Ministry of Defence - Sri Lanka

“Road Safety Week on Prevention of Traffic Accidents Launched Targeting Schools”

May 13, 2023

The Ministry of Education has announced a school road safety week on road safety. As a result of a discussion between the Sri Lanka Medical Association's Road Accident Prevention Expert Committee and the Minister of Education Dr. Susil Premajayanth and Ministry of Education officials, this road safety week aimed at school children will be held in conjunction with the United Nations Global Road Safety Week from May 12 to 16. This road safety week was announced as the first step in implementing a vision to educate children, inculcate road discipline and create a future generation with such discipline with the aim of preventing school children from road accidents and transforming the areas where schools are located into safe areas free from road accidents.

This program is expected to be implemented under the Preparedness and Emergency Response Committee mentioned in No. 2 of 2.2.3 of the School Safety Guidelines Code for Disaster Risk Management No. 16/201 issued by the Co-curricular Guidance and Counseling Branch of the Ministry of Education. The Ministry of Education has instructed that this program be supervised by Zonal Disaster Management Officers and Provincial Officers.

Why implement such a program targeting school children?

The Sri Lanka Medical Association made a request to the Minister of Education to implement such a program in the subject of school children after an evaluation of the terrible socio-economic disaster revealed by the ongoing road accidents. According to the World Health Organization, most children under the age of 19 die in car accidents. According to the organization, most of the world's traffic accidents occur in low-income and middle-income countries. This is a country where a person dies on the road every 4 hours. Last year, the number of road accident deaths in the country was 2515. The number of deaths in 2021 is 2513. Even in 2020, when the country was closed due to Covid, 2363 road accident deaths were reported. The total number of road accidents reported during the Covid period was 21953.

The tragedy of children's deaths due to road accidents is that at least 15 percent of these accidents are among school children under 19 years of age. In 2022, nearly 400 children under the age of 19 died in road accidents. Roughly, it accounts for 16 percent of all road accident deaths. It must be understood that we as a nation, have failed to make our roads a safe place when it comes to children. We as a country did not have a high social vision and altruism to create such a discipline.

Our school transport services are more than deplorable than any society can even dream of. The country's dilapidated and oldest vehicles are used to transport school children who are the country's most valuable resource. There are no safety regulations for bringing children to school in three-wheelers. There are some adults in this country who do not have the discipline get their own children to wear a helmet who is brought to school on a motorcycle. In such an uncaring society, the lives of children walking on the roadside cannot be guaranteed.
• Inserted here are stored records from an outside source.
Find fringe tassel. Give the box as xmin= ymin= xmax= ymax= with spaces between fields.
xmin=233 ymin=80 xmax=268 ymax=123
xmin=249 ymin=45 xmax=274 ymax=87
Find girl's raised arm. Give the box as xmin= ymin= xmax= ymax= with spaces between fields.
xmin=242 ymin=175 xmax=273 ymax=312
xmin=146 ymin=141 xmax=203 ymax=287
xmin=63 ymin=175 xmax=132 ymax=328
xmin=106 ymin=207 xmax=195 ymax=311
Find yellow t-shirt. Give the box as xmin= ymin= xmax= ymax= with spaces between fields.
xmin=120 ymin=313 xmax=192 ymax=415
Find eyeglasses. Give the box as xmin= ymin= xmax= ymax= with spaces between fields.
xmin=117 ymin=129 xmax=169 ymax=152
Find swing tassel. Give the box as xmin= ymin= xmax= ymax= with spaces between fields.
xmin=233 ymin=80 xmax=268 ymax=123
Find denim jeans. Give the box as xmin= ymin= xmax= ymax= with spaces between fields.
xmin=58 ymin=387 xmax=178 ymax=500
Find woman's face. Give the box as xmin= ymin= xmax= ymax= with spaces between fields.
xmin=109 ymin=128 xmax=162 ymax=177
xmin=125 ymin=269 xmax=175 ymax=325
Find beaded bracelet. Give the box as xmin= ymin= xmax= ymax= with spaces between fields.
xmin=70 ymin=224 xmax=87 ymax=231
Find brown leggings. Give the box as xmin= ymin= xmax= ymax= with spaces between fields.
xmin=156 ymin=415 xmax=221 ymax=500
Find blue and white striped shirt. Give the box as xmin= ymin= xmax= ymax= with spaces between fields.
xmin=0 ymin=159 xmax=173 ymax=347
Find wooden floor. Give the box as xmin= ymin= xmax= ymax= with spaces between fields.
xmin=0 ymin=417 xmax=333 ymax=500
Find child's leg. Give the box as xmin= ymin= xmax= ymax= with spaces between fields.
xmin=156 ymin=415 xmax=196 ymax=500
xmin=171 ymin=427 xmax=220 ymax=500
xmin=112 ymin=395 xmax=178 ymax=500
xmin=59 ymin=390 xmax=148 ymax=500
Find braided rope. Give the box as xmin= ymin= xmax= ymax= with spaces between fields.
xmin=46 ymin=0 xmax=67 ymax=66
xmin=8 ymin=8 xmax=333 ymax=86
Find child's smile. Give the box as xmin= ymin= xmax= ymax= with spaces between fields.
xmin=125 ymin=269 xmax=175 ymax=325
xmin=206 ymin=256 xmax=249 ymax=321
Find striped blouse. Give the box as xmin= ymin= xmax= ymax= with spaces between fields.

It is this form of irresponsible behavior that manifests itself in the influx of school children’s deaths every year.

After announcing the target objective of a school road safety week, we expect to continue the process of developing this road safety knowledge culture that is born from schools without limiting it to one week. Finally, the ambitions of creating a disciplined future society with a discipline and habit of safety is the vision. Road safety has become extremely prominent as a country at the moment. Car accident is the worst disaster created by man. The social disaster caused by it has not yet been calculated in this country. But this disaster announced by the World Bank can give us some idea about how road accidents eat into the economy of a country. The gross national product of Sri Lanka is 89 billion US dollars. That is 28,500 billion Sri Lanka Rupees. According to World Bank leaders, the economic damage caused to a country due to road accidents is 3 to 5 percent of the gross national product.

Even if it is considered as a minimum of three percent, the amount lost to the country annually due to road accidents is 855 billion rupees. 2.67 billion dollars. The time has come when as a country that has fallen into begging in front of the world without foreign exchange should be intelligently understood how much of a hindrance is caused by road accidents. We believe that in a country where a child under the age of 19 dies on the road every day, social reforms to prevent road accidents should start from the school community. We respectfully request all the media organizations to cover the nationally important program and stay with this effort to recover from the disaster of road accidents as a nation.